I get to meet wrestler Ted DiBiase and eyeball actors Ralph Macchio and Michael Dorn. I slink down lower in my seat when the organizers are questioning bystanders to find out who the vandal was that used a red Sharpie to indicate a space was needed before the ellipsis in the sign that’s been tormenting me across the way all weekend. I sell lots of books and meet even more people and at the end of the day, Anastasia comes back to buy a second book, because she’s the coolest kid ever and she loves to read.
The convention ends at 5 PM. We have packing up down to a science, and the car is loaded up by 5:15. We head home.

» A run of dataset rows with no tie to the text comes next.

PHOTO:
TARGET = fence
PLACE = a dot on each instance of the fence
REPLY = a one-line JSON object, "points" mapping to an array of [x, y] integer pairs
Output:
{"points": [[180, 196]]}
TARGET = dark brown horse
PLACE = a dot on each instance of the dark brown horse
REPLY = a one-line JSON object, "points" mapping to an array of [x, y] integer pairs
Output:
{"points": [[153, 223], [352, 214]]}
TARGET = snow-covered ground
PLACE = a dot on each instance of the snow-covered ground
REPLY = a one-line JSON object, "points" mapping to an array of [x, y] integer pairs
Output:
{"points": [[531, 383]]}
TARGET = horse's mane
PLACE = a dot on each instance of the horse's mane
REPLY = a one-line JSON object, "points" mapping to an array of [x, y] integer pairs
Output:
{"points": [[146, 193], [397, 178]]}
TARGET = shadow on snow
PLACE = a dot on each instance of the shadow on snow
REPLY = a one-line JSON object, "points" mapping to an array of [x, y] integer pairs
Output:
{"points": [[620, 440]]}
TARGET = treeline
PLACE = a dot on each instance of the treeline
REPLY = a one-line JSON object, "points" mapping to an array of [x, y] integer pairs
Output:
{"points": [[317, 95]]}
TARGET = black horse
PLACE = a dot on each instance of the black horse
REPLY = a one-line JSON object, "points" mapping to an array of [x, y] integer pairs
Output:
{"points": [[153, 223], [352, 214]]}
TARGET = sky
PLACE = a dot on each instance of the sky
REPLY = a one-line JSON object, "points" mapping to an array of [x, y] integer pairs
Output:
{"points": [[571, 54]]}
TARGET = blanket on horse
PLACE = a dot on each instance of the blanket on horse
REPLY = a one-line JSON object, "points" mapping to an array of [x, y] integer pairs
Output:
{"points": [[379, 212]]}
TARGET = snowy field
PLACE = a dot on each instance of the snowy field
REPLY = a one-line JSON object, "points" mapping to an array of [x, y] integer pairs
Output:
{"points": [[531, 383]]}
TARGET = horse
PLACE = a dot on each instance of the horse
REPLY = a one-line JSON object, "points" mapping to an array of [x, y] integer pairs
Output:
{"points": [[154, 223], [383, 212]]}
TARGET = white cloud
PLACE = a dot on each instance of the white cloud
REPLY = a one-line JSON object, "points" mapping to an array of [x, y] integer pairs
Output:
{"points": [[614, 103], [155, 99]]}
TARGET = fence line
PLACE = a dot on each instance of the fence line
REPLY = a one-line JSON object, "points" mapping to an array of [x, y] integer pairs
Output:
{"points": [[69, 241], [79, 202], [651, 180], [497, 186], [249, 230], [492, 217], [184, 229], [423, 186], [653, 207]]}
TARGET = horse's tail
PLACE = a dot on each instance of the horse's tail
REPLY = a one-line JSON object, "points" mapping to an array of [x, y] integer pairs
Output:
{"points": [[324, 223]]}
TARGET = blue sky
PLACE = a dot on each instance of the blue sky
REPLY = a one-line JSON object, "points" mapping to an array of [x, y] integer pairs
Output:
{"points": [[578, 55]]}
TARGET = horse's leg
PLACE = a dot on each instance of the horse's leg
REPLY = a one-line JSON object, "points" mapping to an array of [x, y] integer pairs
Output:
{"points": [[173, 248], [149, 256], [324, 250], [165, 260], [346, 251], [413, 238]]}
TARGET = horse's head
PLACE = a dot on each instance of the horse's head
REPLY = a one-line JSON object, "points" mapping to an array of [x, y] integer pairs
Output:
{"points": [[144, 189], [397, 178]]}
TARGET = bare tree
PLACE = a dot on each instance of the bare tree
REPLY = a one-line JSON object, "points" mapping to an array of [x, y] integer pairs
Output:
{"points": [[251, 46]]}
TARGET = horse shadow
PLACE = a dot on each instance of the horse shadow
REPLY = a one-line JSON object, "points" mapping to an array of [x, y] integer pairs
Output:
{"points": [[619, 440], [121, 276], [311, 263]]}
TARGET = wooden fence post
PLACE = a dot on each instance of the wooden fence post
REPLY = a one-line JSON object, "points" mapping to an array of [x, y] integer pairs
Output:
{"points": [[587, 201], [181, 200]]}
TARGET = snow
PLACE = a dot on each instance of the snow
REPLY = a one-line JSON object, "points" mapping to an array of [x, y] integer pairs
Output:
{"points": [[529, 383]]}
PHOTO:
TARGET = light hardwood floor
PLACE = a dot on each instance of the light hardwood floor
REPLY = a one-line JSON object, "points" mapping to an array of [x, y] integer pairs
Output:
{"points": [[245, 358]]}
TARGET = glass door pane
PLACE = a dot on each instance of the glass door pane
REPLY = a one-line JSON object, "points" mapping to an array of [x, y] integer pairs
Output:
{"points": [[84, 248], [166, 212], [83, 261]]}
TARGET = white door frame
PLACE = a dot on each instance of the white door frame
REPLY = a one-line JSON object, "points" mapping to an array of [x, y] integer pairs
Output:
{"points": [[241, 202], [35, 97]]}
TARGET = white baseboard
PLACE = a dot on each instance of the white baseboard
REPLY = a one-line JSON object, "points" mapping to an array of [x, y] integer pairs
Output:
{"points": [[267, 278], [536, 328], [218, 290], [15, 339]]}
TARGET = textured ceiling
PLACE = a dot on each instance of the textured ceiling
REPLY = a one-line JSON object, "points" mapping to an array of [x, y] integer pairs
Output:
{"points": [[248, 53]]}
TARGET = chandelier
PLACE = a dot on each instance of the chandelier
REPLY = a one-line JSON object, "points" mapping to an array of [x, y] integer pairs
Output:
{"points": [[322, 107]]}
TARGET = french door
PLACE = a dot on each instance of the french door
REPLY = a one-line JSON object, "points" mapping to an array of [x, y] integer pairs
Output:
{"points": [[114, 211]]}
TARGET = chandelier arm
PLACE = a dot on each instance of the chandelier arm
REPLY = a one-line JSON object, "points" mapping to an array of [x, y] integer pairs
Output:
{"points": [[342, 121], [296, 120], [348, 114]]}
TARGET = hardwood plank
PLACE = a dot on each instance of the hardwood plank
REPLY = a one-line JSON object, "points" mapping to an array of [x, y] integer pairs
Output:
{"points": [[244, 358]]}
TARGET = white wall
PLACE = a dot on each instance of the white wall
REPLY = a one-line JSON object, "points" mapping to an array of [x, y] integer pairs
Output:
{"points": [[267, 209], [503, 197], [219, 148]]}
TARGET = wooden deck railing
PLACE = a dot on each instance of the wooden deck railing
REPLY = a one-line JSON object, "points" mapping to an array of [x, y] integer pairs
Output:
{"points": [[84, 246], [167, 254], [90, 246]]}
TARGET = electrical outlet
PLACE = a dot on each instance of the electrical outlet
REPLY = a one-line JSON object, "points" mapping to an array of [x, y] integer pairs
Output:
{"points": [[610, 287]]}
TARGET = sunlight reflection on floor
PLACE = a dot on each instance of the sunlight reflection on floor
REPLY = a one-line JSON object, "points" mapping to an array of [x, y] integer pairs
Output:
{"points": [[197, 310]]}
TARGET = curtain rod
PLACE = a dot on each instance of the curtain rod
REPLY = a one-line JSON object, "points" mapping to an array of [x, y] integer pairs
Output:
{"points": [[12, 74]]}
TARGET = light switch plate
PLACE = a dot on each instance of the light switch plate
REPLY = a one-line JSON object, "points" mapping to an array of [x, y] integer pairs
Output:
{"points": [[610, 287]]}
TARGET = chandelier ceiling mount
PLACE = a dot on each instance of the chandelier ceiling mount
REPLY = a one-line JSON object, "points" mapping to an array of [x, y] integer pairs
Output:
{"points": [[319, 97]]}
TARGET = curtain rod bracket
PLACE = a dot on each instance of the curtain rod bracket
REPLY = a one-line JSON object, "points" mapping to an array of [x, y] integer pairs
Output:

“We did well,” Jason says, and yes, okay, he’s right. But I’m burned out and I’m going to be useless for the next three days. These events exhaust me so thoroughly—mentally, physically, emotionally—that I don’t bounce back quickly from them. I want to tell him that we have to stop doing so many of these things (something I have, in fact, said several times) because I don’t have it in me. It’s too much. It’s all too much.
“That one girl came back twice. That was cool.”
Again, he’s right. That was pretty cool. And because of that one girl who shyly asked for my autograph, the whole convention was worth it. I decide not to gripe during the car ride home, and nap instead. Clean houses are overrated anyway, right?